House prices and economic illiteracy

If there is one thing a new political party on the scene in Northern Ireland would need to be, it is economically literate. There is still no evidence of such a grouping.

It was reported last week that it would take at least another decade for house prices to reach 2007 levels again.

This is bad news, but not for the reason the media were hinting at. Quite the reverse – house prices should never reach 2007 levels again – at least not in real terms.

Have we learned nothing? Insane house prices enabled insane borrowing (against the supposed “house value” which turned out to be grossly inflated) which enabled insane spending which created insane debt – which left the country bust.

Already, the UK-wide media are slow to acknowledge that we cannot “spend” our way out of debt – either as a country on bureaucracy or as individuals in shops. The last thing we now need is house prices back to the nutty levels they were at to enable yet more unsustainable spending through unsustainable borrowing.

Even if politicians could do something directly about house prices (a laughable suggestion made on Good Morning Ulster last Friday), they would be keeping them at reasonable levels – frankly, not far above where they currently are. That way, people would have some chance at getting on the housing ladder; while at the same time people would not be able to borrow against a sum twice the real value of their property.

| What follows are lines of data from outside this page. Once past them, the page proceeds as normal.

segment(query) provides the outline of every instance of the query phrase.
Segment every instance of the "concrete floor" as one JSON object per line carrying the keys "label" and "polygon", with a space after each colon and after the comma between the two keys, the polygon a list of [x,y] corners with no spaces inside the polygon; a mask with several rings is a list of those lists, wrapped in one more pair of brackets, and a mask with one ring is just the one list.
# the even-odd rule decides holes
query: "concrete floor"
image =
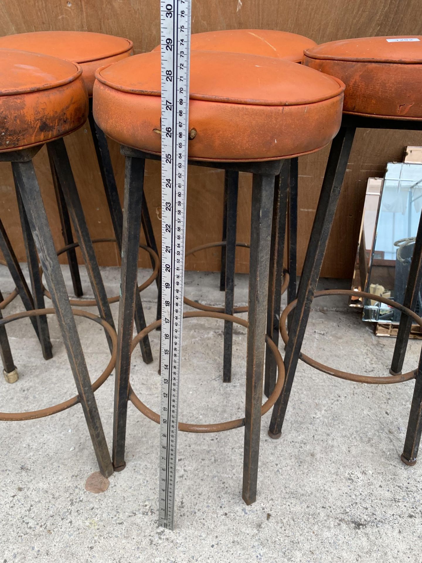
{"label": "concrete floor", "polygon": [[[117,294],[118,270],[104,275],[108,294]],[[218,279],[188,272],[185,294],[221,303]],[[236,302],[245,303],[247,279],[237,282]],[[84,287],[89,295],[86,278]],[[3,267],[0,287],[5,295],[13,288]],[[149,322],[156,294],[154,286],[143,294]],[[304,348],[309,355],[357,373],[387,373],[394,339],[375,337],[343,300],[315,305]],[[17,298],[6,313],[21,309]],[[113,310],[116,318],[117,305]],[[8,325],[20,378],[0,382],[1,410],[41,408],[74,395],[57,323],[49,323],[55,357],[48,362],[28,319]],[[108,361],[105,338],[89,320],[77,323],[94,378]],[[235,329],[233,381],[223,385],[222,328],[214,319],[184,324],[182,421],[243,415],[246,331]],[[131,377],[155,409],[159,338],[151,334],[153,364],[145,365],[139,349],[134,352]],[[406,370],[416,367],[420,347],[410,342]],[[133,405],[127,467],[98,494],[84,488],[97,466],[80,405],[47,418],[0,423],[0,562],[420,561],[422,466],[407,467],[399,458],[413,386],[360,385],[299,363],[281,439],[268,437],[270,413],[263,418],[258,499],[249,507],[241,499],[243,430],[180,433],[174,531],[157,526],[159,427]],[[96,394],[110,448],[113,390],[110,377]]]}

Meanwhile, we need to get back the basics – we do not have the right to drive German cars home to sit on Swedish furniture to watch American TV on Japanese sets while drinking French wine or Italian coffee and phubbing on our Chinese-made Korean-branded smartphone without ourselves trading something in return. Real exports are what will lead to real economic recovery – not unsustainable retail, and certainly not inflated “house prices”.


2 thoughts on “House prices and economic illiteracy

  1. So on a macro scale I completely agree with you Ian. Inflated house prices and cheap money a good economy do not make. However the challenge for me is what this actually means for people caught in the 2008 crash. Thousands caught in negative equity, facing the possibility of not being able to get back in the black before late into retirement or not at al!

    You’re quite right of course that politicians both can not and should not actively interfere with the market, but as I say, it’s the micro, personal impact I struggle with.

  2. The Listener says:

    Quite excellent, comment Ian. Let us see how many supporting blogs you get. The problem with NI is that the height of many parental aspirations for their children tended to have been, “a good job in the Public Sevice”. The aspirations of all should be for manufacturing skills and entrpreneurship. The latter not particularly in the service industries for home consumption but mainly in the export of products made here in Northen Ireland by skilled Northern Irish people. Intellectual products, light weight products with low transport costs, modest prices, made up for, with quantity and quality of production and sales, and world beating heavy industrial products which are competitive. Once upon a time that was ships, and industrial machinery. Might only be achieved now with investment and a work force ready to take low wages for the general good, but perhaps that is “pie in the sky”.